-9-
+şiir, şiir yazmanın keyfi ile yazıldığında amacına ulaşır.
+şiir, bize en mükemmel olanı hem özlettirir hem umut ettirir. insanlığın önündeki düşmanlık ve çekişmeyi yıkabilecek olan evrensel düşüncenin yerleştirilmesi ve bunun benimsetilmesi şiirin bir gerçeğidir.
+yazmakta çabuk olabilirsiniz ama iyi bir şarap için onun yeterli olgunluğa gelmesi gerektiği gibi şair de yazdıklarını sergilemeden önce dizelerinin olgunluklarından emin olmalıdır. şair kişi şarabını mahzeninde bekletebilme sabrını göstermelidir.

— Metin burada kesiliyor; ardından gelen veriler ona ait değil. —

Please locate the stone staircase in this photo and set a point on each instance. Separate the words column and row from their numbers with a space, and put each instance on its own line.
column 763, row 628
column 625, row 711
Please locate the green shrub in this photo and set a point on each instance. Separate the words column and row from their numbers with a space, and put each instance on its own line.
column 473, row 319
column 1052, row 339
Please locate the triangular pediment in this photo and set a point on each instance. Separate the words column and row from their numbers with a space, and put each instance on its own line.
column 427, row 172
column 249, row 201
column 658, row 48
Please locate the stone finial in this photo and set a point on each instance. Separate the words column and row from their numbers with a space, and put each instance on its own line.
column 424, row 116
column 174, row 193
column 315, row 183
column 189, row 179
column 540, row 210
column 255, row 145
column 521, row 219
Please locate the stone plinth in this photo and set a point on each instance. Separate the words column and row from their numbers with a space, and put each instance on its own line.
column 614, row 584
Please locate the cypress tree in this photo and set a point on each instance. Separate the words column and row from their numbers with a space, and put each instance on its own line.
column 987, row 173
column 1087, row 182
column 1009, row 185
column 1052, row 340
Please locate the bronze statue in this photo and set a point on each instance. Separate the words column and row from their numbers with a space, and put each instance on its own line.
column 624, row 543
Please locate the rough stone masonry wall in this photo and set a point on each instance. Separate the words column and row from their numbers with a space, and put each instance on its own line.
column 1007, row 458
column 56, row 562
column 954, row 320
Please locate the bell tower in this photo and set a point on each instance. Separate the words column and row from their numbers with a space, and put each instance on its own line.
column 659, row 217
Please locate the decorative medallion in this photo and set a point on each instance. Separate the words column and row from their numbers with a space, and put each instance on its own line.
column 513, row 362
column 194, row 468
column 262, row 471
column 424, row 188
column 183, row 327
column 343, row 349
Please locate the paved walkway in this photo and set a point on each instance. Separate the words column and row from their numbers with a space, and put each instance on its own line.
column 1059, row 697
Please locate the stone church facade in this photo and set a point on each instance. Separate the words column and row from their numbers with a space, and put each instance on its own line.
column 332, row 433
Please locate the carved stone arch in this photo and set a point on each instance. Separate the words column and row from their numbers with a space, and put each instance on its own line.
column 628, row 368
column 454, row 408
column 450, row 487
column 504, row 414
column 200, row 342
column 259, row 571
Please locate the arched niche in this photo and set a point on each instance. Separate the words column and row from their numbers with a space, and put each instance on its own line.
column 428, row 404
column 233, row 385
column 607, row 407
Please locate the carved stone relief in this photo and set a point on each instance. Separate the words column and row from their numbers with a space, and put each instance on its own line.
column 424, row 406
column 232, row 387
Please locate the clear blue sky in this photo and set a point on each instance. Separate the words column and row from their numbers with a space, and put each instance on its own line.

+her şiir, şairinin bir ölçüde de olsa karakterini taşır. ancak bir şiirden ya da şiir kitabından yola çıkılarak şairin kişiliği üzerine ne denli saptamalar yapılabilir, bu biraz tartışmaya açık bir konudur. Bir eserden yola çıkarak bir şair hakkında yüzde yüz saptamalara ulaşamazsınız. benzer şekilde size yöneltilen eleştirileri bir anlamda eserden yola çıkarak kişiliğinizin yargılanması hatası olarak değerlendirin.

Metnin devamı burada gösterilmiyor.